History is Fun…No Really!

July 25, 2013
by piedfam

I have a confession to make. History was never really “my thing” growing up. Yet today, I’m the director of a small history museum. So what happened? Well, I finally found my niche in history and, with a little bit of planning, you can, too. Read on to find a history pastime that your whole family will enjoy!

If Your Family Loves:
The performing arts and making new friends

You Should Try:
Attending or participating in a re-enactment

Why You’ll Like It:
The spectacle of a battlefield recreation with its booming cannons and clashing cavalry charges can truly be breathtaking. Many re-enactments include a “living history village” where spectators can interact with the men and women who bring history to life while picking up information about how everyday people lived during that era. Another staple of most re-enactments is demonstrations including topics such as early photography, historic fashions, medical practices and burial traditions.

If you enjoy watching re-enactments, you might even want to try your hand at participating. Getting started need not be very difficult or expensive. Many re-enactors have extra clothing (not to mention invaluable tips) that they’re willing to lend to prospective recruits. A great opportunity to try out re-enacting is coming up September 28, 2013 during the Town of Warrenton’s Heritage Day celebrations.

If Your Family Loves:
Social networking, talking and listening

You Should Try:
Collecting oral histories

Why You’ll Like It:
Gathering around the table for a chat with a neighbor, friend or relative was the original form of social networking! Collecting oral histories sounds like a daunting task, but anyone who enjoys a good conversation already has what it takes to be an oral historian. All you need to make it official is an audio recorder to capture the stories you are told. Start by sitting down with your parents or grandparents and asking them about their lives. Not only will you get to record all those stories that are rolled out every year during Thanksgiving dinner, but I guarantee you will hear a tale or two that you have never heard before.

Once you have preserved your own family history, you might consider taking part in the Library of Congress’ Veteran’s History Project (www.loc.gov/vets). The VHP relies on volunteers to collect oral histories from the men and women who served our country in the armed forces.
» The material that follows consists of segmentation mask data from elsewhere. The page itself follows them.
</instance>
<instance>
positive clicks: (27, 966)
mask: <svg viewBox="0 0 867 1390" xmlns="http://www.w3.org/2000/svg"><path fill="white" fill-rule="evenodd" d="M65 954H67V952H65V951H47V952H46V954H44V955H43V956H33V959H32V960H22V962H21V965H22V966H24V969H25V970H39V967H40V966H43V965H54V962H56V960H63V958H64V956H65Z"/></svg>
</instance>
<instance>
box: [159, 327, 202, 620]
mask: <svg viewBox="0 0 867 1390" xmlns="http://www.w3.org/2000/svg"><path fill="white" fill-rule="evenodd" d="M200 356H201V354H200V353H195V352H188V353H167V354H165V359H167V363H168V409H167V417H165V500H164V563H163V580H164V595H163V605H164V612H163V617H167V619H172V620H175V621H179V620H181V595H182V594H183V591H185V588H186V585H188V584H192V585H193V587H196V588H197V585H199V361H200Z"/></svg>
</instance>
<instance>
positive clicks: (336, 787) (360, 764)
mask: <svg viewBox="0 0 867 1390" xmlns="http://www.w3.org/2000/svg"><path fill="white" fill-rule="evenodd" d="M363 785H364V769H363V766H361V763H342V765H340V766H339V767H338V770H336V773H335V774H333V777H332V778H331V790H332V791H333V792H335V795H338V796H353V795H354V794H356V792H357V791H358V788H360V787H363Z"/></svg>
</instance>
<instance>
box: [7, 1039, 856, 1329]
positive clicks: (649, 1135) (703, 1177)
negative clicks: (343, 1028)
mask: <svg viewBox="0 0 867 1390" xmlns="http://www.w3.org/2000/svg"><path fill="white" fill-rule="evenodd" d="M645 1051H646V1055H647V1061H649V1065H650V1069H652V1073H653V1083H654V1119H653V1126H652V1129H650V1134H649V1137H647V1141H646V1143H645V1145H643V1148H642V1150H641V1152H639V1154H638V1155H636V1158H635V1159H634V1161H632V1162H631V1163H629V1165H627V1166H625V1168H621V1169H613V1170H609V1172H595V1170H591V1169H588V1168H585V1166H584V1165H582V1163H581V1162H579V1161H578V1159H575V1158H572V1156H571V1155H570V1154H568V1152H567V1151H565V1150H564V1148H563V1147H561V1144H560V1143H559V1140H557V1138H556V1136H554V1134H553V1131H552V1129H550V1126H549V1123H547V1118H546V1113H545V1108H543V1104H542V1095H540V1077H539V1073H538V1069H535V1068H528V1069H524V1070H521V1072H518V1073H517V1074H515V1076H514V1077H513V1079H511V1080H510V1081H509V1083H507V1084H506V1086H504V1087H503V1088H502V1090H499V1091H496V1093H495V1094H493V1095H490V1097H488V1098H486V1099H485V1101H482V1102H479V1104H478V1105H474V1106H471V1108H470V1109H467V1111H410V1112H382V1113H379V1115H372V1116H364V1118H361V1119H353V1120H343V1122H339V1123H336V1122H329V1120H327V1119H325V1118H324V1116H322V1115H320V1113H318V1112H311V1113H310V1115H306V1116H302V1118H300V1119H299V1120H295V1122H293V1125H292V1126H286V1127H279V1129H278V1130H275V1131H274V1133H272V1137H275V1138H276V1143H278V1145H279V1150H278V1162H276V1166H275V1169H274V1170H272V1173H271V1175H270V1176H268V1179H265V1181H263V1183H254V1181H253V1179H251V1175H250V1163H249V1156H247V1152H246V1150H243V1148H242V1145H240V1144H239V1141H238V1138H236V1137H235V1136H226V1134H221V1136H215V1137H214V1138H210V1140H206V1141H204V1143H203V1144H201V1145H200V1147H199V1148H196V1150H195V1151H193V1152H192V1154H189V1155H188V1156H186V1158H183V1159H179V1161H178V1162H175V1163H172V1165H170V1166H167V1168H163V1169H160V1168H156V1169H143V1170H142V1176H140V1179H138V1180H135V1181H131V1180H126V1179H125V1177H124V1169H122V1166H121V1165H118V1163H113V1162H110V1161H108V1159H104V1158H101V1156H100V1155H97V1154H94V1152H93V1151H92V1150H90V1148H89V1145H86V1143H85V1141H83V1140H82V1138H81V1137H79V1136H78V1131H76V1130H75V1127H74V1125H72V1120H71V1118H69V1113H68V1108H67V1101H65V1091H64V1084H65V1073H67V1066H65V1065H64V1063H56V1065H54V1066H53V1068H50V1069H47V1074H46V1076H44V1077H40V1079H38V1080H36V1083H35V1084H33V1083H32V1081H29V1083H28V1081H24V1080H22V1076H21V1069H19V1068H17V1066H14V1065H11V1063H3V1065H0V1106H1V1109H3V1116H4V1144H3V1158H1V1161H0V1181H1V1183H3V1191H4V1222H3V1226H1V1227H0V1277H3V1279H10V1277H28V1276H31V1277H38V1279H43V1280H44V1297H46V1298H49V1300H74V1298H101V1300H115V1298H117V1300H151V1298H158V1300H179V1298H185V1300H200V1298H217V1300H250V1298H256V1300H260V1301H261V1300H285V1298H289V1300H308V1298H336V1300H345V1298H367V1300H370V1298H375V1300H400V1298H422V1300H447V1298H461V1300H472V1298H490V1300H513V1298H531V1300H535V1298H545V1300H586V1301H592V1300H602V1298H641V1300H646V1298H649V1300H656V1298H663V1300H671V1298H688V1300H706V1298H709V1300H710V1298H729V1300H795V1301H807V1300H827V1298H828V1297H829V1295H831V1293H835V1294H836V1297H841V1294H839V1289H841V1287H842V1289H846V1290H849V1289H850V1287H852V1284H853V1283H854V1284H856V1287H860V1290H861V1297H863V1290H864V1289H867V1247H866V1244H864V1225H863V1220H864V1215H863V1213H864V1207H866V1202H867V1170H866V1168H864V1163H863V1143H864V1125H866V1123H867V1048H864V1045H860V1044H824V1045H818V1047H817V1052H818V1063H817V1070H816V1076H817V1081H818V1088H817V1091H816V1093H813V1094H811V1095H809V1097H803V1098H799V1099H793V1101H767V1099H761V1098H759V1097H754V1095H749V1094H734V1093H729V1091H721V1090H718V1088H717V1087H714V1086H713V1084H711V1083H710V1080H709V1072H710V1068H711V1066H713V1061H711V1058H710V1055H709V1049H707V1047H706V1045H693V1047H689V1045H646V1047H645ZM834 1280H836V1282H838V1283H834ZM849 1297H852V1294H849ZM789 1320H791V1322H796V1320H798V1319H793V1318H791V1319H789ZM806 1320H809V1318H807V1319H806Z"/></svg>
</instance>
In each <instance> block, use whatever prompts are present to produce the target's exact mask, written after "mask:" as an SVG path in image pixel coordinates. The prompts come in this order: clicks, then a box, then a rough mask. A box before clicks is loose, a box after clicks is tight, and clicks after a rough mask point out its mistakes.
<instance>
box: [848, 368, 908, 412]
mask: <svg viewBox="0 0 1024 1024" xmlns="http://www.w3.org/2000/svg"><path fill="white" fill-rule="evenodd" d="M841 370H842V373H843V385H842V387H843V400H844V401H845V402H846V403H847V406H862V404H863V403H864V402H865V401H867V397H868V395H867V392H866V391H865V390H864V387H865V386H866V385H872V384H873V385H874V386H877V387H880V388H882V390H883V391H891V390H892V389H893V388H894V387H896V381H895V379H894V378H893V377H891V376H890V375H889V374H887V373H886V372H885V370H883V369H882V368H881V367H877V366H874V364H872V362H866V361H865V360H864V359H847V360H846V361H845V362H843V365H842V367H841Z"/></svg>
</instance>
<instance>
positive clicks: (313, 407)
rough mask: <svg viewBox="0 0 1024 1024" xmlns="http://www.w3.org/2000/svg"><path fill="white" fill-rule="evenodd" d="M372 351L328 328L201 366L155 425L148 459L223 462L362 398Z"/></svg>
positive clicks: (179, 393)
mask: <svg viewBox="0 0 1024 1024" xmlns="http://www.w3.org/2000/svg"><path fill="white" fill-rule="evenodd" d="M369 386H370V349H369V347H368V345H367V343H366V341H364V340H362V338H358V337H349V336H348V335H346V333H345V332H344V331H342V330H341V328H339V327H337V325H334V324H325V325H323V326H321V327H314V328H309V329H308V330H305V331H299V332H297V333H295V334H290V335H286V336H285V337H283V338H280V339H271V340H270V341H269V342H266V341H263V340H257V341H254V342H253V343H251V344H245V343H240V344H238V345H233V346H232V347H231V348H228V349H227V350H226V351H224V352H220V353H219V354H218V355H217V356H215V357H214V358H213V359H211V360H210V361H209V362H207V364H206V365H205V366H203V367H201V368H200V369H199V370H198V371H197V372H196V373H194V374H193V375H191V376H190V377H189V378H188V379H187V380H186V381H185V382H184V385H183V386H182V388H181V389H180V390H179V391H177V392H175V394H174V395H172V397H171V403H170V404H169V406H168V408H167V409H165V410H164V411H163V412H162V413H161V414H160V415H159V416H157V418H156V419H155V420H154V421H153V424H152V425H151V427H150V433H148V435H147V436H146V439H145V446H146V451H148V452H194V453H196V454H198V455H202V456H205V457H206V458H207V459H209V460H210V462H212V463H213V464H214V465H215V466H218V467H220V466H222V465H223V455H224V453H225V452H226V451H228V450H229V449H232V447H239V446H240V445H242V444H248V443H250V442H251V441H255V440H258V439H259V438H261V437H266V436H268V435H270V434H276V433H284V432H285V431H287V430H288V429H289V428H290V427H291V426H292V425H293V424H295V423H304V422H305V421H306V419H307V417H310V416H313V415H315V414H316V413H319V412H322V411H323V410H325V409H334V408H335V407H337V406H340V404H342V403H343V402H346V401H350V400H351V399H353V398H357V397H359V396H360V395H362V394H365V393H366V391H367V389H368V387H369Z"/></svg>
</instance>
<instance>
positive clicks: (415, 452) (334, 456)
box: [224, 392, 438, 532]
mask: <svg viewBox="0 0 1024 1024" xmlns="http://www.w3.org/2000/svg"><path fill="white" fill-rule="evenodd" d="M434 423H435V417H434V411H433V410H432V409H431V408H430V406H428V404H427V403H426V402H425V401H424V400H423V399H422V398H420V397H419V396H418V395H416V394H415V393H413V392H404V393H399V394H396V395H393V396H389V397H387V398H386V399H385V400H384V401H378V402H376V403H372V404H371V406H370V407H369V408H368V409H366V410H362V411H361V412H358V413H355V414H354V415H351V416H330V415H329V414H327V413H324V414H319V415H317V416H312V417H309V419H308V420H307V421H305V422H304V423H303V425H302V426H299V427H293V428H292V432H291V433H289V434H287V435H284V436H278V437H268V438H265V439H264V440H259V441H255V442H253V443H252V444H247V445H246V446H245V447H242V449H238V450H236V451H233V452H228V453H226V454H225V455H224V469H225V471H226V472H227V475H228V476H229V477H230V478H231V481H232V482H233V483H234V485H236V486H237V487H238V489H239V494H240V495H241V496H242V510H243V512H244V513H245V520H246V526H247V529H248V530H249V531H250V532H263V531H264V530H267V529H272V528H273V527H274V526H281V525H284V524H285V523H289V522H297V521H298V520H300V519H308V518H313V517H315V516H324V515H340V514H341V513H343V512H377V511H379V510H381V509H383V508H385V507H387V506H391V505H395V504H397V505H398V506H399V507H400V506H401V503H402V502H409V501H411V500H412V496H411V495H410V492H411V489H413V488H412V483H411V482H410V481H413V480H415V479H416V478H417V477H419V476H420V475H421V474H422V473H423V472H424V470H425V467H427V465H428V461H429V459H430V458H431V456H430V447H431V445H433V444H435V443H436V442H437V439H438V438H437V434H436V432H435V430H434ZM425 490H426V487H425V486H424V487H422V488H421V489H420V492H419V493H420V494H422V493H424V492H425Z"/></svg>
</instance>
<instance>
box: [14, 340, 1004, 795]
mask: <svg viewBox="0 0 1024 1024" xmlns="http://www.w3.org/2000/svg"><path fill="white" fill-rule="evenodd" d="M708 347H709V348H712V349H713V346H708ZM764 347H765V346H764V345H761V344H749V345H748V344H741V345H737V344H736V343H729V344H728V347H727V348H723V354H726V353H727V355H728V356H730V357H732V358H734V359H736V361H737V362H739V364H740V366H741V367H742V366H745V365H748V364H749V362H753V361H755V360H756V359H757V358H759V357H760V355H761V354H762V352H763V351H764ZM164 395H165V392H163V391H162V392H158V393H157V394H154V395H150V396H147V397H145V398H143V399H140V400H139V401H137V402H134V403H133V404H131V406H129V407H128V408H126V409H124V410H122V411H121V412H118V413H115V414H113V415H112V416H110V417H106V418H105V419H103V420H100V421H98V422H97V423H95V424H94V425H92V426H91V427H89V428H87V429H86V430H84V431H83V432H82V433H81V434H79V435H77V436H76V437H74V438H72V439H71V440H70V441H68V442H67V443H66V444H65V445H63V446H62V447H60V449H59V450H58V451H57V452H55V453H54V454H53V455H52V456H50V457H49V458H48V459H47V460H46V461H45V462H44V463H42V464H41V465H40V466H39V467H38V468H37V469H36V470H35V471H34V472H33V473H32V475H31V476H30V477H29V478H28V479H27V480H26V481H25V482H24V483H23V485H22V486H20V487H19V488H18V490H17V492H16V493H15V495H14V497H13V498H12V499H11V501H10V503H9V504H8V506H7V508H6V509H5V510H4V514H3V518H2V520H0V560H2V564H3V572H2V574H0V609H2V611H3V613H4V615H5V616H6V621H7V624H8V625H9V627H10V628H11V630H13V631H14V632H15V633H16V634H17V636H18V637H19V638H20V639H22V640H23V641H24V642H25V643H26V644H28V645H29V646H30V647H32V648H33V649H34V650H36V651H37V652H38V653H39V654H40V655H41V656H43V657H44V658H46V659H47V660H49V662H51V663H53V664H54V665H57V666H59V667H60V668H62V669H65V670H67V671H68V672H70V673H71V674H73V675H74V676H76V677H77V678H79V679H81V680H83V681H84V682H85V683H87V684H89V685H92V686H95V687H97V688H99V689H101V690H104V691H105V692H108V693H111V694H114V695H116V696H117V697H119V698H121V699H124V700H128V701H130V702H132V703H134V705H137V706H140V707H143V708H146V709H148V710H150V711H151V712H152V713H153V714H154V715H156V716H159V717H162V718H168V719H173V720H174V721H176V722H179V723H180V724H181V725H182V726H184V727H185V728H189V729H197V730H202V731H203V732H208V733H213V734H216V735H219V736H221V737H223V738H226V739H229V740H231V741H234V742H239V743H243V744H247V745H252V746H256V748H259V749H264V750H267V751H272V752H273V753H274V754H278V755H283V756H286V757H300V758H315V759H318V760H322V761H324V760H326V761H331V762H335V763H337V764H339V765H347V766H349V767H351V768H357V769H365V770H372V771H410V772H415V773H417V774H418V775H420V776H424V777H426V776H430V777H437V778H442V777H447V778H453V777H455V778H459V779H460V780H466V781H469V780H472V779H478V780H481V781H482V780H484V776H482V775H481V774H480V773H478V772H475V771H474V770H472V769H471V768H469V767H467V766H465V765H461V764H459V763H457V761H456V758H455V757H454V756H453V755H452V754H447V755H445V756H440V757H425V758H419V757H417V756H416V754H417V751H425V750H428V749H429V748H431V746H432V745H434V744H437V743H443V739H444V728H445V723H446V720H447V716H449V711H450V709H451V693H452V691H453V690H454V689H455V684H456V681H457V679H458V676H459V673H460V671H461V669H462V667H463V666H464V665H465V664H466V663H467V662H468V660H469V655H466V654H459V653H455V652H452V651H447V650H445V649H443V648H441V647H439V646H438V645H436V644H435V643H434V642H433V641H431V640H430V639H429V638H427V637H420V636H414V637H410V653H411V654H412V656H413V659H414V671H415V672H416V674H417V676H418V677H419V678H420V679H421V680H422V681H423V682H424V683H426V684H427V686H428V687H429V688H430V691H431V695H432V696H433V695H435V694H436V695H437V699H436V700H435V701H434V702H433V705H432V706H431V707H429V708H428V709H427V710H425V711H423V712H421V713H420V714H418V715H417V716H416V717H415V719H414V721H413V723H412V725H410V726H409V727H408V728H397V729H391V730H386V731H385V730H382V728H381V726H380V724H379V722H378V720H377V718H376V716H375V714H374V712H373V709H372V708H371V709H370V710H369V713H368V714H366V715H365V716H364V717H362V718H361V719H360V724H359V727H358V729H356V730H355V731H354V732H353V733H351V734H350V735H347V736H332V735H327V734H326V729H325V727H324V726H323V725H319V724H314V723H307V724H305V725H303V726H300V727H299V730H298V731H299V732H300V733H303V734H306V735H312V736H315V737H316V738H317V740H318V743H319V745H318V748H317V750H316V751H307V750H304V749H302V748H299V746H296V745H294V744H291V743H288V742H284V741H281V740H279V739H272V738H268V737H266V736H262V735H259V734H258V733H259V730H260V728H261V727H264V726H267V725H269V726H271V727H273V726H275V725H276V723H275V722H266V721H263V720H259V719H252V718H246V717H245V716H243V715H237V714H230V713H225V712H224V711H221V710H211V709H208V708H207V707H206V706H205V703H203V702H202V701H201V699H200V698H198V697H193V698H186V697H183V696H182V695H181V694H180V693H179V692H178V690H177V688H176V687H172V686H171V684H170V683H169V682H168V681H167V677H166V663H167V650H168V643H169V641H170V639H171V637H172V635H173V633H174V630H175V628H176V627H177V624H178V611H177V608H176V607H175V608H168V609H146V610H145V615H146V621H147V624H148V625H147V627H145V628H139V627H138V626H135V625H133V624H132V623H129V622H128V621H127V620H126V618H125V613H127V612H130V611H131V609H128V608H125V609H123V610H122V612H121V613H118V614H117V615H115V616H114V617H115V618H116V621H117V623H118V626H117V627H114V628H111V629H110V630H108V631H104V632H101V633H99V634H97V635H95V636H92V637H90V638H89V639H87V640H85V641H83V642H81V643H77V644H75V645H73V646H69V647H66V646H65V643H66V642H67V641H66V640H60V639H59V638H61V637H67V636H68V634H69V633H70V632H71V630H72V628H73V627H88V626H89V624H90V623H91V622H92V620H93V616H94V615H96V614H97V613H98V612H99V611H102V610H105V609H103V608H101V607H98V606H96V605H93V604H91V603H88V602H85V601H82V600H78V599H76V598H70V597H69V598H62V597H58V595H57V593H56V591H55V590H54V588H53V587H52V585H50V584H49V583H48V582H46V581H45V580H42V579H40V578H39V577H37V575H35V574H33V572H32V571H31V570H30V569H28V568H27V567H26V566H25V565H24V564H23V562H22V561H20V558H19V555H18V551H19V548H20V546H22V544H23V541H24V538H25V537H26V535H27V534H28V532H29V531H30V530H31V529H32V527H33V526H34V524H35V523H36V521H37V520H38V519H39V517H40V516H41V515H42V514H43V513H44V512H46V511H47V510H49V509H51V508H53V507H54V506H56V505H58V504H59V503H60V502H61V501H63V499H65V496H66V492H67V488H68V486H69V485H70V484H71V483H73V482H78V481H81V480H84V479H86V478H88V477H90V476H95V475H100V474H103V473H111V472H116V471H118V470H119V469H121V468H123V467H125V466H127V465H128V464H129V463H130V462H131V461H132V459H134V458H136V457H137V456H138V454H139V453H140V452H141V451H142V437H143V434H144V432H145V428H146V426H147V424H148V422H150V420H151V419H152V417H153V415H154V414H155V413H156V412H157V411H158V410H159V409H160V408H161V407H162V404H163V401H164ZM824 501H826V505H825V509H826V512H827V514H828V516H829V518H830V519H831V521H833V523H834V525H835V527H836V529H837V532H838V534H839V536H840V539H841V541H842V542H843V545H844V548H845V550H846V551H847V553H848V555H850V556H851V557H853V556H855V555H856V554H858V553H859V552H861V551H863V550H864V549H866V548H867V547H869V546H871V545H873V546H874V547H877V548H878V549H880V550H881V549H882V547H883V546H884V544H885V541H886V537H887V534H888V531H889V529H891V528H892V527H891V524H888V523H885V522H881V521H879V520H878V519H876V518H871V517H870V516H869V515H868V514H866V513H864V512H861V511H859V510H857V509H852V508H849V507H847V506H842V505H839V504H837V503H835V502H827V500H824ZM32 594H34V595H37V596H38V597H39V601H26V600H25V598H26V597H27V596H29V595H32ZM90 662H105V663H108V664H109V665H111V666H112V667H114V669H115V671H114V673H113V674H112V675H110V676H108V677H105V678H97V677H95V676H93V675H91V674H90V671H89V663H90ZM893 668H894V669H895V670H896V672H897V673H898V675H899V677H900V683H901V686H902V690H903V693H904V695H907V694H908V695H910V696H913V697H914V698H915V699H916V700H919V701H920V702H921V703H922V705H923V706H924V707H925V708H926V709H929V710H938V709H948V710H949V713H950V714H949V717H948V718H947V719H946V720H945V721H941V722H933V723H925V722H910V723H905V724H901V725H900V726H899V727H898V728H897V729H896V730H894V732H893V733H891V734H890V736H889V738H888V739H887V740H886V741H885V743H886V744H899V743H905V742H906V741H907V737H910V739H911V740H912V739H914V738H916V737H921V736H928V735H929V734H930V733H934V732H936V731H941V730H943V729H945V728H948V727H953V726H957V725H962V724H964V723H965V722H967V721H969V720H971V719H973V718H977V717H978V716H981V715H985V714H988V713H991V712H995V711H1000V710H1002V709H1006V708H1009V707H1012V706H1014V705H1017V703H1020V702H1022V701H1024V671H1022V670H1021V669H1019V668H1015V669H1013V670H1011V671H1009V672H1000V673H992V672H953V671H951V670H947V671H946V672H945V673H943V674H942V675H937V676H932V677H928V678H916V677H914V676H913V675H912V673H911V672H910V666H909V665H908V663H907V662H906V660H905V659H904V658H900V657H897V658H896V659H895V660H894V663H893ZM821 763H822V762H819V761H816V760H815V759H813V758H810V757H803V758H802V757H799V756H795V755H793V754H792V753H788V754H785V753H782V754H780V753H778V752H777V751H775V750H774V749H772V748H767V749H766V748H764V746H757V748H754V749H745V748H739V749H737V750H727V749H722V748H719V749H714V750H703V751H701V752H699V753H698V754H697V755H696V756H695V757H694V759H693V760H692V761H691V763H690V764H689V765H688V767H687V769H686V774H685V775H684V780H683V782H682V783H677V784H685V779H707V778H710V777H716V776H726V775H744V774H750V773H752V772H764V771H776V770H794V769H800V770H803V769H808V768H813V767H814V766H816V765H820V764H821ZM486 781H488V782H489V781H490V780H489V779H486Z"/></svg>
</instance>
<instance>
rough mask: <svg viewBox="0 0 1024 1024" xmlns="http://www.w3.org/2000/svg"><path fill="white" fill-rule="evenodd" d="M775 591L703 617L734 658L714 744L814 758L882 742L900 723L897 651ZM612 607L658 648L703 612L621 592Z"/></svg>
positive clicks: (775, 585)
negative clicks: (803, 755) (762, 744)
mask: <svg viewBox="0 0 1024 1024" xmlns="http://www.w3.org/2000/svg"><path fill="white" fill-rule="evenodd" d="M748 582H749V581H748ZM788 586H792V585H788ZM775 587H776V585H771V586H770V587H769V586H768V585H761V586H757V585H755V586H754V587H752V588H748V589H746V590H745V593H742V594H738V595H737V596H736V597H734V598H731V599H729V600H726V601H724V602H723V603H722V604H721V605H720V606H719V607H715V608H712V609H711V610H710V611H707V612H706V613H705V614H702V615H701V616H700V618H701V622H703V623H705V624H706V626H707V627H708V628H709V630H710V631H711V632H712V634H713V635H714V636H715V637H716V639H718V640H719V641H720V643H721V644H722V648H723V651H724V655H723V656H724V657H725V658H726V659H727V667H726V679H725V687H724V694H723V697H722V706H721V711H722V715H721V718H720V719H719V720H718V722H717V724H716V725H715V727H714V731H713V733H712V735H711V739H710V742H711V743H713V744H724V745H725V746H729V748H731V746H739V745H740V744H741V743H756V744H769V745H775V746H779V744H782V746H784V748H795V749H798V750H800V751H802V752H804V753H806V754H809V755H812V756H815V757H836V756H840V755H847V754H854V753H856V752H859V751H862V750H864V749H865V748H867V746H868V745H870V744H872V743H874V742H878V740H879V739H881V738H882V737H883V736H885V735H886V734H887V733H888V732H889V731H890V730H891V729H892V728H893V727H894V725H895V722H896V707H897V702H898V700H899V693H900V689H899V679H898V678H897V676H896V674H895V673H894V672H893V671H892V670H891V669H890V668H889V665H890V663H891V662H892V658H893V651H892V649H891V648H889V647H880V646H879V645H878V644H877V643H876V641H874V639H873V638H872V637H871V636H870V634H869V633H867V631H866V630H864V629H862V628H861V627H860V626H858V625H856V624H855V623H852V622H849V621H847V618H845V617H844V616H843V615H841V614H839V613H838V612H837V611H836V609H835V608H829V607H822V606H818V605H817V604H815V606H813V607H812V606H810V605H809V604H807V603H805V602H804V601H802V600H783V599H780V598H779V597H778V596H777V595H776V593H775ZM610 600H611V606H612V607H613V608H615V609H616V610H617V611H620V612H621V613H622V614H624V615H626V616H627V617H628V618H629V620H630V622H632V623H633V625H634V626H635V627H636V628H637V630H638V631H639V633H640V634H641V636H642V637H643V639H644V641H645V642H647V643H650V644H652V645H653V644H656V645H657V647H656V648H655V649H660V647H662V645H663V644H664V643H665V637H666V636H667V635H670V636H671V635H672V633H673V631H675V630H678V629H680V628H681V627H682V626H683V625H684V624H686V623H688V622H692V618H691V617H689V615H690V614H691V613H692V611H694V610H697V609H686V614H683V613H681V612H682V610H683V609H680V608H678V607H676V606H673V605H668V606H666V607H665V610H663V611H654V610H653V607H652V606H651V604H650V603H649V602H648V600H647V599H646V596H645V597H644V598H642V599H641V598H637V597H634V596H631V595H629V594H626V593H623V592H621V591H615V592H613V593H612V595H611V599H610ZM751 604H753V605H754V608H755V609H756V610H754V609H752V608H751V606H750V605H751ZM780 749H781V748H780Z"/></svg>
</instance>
When completed and sent back to the Library of Congress, your veteran’s memories are added to the library’s ever-expanding VHP database and will become available to researchers all over the world.

If Your Family Loves:
Peaceful settings, the macabre, or The Walking Dead

You Should Try:
Taking a stroll through a cemetery

Why You’ll Like It:
The concept of visiting a cemetery as a way to explore history might seem a little odd, but cemeteries are a reflection of the values and traditions of the community from which they spring. Each tombstone is like a little pocket of history hidden in plain sight, and a stroll through a cemetery can provide information about military involvement, mortality rates, occupations, hobbies and so much more.

If you are looking for more involvement, you could try volunteering with your local historical society to clean and document cemeteries in your area. One such group, the Fauquier Historical Society, is currently working with high school students to map the WarrentonCemetery so that genealogists are better able to locate their ancestors.

If Your Family Loves:
Reading and exploring new places

You Should Try:
Visiting your local museum

Why You’ll Like It:
Museums are where my love for history came from. People are often indifferent to the sweeping motions of history, but if you can tell them a good story, you have got them hooked. Museums are some of the best places to discover great stories. Through displays of period artifacts, most museums do an amazing job of presenting little slices of everyday life from years gone by. Bonus points if you visit a historic house museum where you will actually get to walk through the museum’s most important artifact – the house itself.

Summer is the perfect time to breathe life into your inner history buff. All you need to do is try a few new activities. With a little trial and error, you’re sure to find the perfect fit for your family!

Frances Allshouse is the director of the Fauquier Historical Society’s Old Jail Museum in Warrenton, VA. She holds a bachelor’s of science in Biology and Historic Preservation from the University of Mary Washington.